In the first 10 years of this century, America lost 56,190 factories. That’s an average of 5,619 a year. Or 15 a day.

Not all of them moved to Mexico or offshore. But many did. And when they did and shipped their cars or Hershey bars back to the United States, that contributed to the nation’s ever-ballooning and increasingly dangerous trade deficit. The trade deficit in manufacturing hit $831.4 billion last year, up 13.2 percent from 2014.

This is the opposite of what NAFTA-pushing politicians promised. And it’s the opposite of what TPP-pushing politicians are promising now.

TPP peddlers have no credibility. The TPP, like NAFTA, provides no protection for American manufacturing or American workers like those at Dematic – other than retraining money for some thrown out of their jobs.

U.S. workers are guaranteed a minimum wage of at least $7.25 an hour, but steps away, just across the border, Mexican workers are not.
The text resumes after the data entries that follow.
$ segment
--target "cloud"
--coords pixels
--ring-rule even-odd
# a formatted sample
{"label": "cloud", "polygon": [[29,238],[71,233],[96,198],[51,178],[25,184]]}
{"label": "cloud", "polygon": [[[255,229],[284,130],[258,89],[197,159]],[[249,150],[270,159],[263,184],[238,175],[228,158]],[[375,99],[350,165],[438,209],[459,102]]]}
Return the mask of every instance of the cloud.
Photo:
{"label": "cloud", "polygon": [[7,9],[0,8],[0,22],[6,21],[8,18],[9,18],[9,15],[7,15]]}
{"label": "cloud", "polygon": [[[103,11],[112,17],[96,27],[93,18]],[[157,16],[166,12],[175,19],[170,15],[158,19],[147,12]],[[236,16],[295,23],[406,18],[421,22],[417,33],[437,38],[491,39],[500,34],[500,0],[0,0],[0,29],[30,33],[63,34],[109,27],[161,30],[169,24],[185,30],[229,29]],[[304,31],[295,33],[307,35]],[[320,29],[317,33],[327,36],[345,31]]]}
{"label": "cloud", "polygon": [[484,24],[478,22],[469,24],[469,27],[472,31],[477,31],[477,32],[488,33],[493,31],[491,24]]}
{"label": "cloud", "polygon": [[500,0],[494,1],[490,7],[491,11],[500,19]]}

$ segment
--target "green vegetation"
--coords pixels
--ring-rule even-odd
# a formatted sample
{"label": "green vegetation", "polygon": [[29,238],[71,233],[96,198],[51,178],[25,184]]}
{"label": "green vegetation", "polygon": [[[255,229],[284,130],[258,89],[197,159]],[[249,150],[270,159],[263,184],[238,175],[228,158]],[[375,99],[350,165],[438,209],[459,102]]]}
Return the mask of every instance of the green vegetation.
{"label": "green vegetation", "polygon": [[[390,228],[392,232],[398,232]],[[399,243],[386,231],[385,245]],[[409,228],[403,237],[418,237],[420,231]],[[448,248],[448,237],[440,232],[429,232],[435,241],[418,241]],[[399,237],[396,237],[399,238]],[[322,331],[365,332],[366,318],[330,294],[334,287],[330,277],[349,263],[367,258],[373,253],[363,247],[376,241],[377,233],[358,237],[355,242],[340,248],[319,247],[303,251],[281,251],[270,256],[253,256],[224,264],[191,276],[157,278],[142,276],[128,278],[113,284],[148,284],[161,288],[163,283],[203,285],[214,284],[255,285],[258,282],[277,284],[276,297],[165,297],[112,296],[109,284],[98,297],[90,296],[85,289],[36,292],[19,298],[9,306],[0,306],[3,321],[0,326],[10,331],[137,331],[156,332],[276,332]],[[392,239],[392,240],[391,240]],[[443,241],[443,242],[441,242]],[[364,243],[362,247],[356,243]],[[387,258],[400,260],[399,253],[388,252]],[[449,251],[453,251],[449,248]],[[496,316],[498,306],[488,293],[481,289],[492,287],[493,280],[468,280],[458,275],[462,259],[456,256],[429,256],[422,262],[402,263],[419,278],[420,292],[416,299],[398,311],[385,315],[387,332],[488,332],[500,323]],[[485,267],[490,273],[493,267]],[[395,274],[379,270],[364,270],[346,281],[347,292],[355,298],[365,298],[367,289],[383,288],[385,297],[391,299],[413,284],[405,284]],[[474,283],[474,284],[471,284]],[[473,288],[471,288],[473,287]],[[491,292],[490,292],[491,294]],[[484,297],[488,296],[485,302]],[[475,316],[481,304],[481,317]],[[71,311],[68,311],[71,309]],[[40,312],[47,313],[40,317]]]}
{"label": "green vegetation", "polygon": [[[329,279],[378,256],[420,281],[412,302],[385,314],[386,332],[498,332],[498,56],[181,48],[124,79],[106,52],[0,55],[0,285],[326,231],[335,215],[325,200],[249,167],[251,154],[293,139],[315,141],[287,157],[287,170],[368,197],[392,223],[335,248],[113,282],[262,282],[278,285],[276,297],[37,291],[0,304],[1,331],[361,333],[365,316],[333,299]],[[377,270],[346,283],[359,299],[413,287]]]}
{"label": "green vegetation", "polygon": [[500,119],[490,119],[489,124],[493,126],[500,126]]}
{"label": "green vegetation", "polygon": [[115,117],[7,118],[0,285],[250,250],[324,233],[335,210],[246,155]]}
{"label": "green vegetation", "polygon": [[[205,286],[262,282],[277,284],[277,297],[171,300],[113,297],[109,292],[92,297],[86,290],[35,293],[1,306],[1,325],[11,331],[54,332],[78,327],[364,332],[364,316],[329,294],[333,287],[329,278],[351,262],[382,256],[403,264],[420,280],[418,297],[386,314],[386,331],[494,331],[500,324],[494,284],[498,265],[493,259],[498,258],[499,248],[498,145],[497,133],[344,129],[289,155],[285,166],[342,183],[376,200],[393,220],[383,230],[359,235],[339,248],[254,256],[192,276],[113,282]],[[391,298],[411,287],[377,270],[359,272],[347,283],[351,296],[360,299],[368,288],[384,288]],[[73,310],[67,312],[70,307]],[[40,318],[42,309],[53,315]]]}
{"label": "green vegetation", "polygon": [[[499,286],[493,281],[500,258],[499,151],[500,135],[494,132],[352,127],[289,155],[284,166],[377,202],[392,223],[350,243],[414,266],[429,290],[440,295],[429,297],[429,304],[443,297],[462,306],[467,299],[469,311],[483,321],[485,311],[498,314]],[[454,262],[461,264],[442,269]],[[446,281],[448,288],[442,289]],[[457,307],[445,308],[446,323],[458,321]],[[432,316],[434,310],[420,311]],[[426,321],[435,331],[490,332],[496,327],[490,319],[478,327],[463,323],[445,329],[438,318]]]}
Dematic can pay them $1.50. A report on the labor provisions of the TPP issued last week by the minority staff of the Ways and Means Committee of the U.S. House of Representatives explains why.

The Mexican government facilitates “company unions,” which are run by corporations in their interests. Napoleon Gomez Urrutia, the leader of Los Mineros, one of the very few true worker-run unions in Mexico, is forced to live in exile in Canada because the Mexican government first falsely charged him with crimes then said it couldn’t guarantee his safety if he returned.

Although Mexico claims that it has established a panel to review that nation’s deeply flawed labor justice system, Gomez pointed out to the Ways and Means Committee that the government neglected to include on the panel even one worker representative. It’s not likely, then, that any meaningful labor reform will result, he told the committee.

The TPP contains weak plans to help countries like Vietnam and Malaysia improve conditions so that Americans workers aren’t placed in competition with forced and child labor there. But the proposed trade deal contains no strategy at all under which Mexico would meet its supposed commitments to improve labor conditions.

So it’s likely manufacturers in Mexico will continue to pay workers there about 20 cents for every dollar a U.S. worker earns. The House Committee report warns, “The lower costs resulting from the lack of worker rights and protections [in Mexico] create a powerful incentive for corporate decision-makers to relocate manufacturing plants and factories across that border.”

NAFTA and the TPP are giant greenbacks for multinational corporations. CEOs close U.S. factories, destroy the lives of American workers and collect bigger profits as a result of the less-than-subsistence wages they pay foreign labor.

Meanwhile, NAFTA, the TPP and the rest of the free trade schemes are sapping U.S. industrial strength, shipping it overseas. They’re emasculating America.